„Das Vermächtnis des Heimkehrers“

Gedanken zum Tod von Imo Moszkowicz

Von Dietmar Hecht (Forum Brüderlichkeit)


Imo Moszkowicz

Stadthalle Ahlen im März 2006. Schüler proben eine Szene aus Imo Moszkowiczs Autobiographie „Der grauende Morgen“. Es muss die Zeit um 1950 sein. Der junge Imo erarbeitet als Regieassistent von Gustaf Gründgens in Düsseldorf Jean-Paul Sartres Schauspiel „Die Fliegen“. Der junge Held Orest ist als Rächer seines ermordeten Vaters heimgekehrt.

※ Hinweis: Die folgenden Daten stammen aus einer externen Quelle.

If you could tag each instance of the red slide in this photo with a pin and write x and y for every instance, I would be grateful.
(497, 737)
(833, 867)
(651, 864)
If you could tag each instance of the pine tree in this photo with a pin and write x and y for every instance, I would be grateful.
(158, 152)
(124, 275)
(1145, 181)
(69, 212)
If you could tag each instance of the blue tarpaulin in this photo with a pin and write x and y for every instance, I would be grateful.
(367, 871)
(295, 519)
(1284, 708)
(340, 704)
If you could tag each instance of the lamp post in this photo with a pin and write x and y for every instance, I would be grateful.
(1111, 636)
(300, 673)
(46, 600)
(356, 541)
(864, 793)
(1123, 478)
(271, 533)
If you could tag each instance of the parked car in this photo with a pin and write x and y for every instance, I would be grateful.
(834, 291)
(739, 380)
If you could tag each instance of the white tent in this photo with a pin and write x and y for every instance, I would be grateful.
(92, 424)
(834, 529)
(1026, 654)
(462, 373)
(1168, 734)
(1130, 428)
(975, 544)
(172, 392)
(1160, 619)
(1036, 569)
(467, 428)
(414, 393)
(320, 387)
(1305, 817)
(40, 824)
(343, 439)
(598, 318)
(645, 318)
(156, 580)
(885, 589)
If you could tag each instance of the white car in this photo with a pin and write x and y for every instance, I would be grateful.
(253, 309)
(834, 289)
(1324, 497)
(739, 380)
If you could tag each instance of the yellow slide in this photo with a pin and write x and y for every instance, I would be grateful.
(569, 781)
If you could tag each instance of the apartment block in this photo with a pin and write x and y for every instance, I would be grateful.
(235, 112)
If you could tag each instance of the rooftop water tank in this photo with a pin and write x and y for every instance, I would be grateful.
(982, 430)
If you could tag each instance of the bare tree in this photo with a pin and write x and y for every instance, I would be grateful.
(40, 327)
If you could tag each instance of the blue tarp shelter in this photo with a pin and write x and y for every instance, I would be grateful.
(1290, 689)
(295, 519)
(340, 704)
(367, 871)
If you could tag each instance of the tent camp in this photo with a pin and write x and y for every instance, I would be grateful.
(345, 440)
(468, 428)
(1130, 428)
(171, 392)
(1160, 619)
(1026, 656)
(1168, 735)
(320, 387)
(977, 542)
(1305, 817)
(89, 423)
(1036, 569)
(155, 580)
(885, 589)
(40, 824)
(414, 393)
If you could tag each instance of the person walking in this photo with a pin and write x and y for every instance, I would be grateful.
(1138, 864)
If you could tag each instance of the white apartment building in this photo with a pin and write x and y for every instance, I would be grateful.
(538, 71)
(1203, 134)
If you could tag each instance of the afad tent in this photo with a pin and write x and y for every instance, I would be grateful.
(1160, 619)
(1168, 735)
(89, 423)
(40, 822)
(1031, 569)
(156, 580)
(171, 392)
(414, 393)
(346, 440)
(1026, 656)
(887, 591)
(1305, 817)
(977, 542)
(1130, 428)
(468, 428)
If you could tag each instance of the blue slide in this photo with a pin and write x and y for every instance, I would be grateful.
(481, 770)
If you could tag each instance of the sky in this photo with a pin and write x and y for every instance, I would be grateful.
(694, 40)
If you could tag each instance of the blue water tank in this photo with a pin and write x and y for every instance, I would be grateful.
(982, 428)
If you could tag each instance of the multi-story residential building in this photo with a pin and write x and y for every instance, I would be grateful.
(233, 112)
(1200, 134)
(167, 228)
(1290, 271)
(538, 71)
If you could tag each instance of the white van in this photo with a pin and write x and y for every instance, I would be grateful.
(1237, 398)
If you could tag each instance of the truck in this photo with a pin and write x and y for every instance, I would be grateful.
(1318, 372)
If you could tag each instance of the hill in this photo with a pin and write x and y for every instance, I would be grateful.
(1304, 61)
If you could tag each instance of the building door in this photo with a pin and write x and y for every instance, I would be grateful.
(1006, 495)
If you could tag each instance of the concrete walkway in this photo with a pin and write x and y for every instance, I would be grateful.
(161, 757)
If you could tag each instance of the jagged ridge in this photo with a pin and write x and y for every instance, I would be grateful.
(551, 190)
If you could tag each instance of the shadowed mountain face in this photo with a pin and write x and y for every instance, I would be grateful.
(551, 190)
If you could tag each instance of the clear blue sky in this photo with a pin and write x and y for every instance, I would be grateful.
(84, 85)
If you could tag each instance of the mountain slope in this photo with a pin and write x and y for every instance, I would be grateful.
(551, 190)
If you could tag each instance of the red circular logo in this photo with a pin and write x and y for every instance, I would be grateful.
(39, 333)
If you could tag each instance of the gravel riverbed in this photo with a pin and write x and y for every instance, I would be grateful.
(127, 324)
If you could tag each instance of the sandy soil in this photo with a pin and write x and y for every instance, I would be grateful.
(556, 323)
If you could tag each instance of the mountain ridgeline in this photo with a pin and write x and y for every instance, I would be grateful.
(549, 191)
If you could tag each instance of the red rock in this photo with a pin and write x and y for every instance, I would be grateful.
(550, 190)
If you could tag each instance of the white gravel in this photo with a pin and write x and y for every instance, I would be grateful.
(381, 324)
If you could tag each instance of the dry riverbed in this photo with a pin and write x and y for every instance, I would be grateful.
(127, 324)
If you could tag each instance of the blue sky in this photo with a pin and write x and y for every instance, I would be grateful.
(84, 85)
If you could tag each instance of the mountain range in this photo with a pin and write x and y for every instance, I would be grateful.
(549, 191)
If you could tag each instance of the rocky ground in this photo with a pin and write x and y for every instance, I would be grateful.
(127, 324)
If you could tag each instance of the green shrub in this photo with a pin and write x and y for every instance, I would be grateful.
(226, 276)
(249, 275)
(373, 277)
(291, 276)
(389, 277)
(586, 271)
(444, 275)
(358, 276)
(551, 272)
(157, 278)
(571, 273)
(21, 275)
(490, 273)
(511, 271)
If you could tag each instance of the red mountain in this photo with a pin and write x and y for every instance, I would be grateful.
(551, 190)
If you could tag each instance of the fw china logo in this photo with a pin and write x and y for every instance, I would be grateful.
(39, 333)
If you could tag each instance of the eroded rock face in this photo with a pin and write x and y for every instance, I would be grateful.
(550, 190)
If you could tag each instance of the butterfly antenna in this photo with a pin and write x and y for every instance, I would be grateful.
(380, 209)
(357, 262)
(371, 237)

Seine Vaterstadt wird von einer Plage heimgesucht: Fliegen, die Rachegeister ungesühnten Mordes. „War ich nicht ein Heimkehrer wie Orest?“, fragt sich Imo und meint seine Heimkehr als 20jähriger aus Auschwitz nach Ahlen 1945.

Renate und Imo Moszkowicz bei der Verleihung der Ehrenbürgerschaft

Renate & Imo Moszkowicz bei der Verleihung der Ehrenbürgerschaft

Als die Schüler wenige Tage später – oder sind es 60 Jahre? – diese Szene in Ahlens Stadthalle auf die Bühne bringen, sitzt Imo Moszkowicz vor ihnen, umgeben vom Applaus der Bürger seiner Vaterstadt Ahlen. Der Heimkehrer nun ihr Ehrenbürger. Übertönte das Brausen des Applauses nur das leise Summen der Fliegen oder war es tatsächlich verstummt? War das störend lästige Ungeziefer einfach so davon geflogen, endlich in Ahlens Nachthimmel verschwunden?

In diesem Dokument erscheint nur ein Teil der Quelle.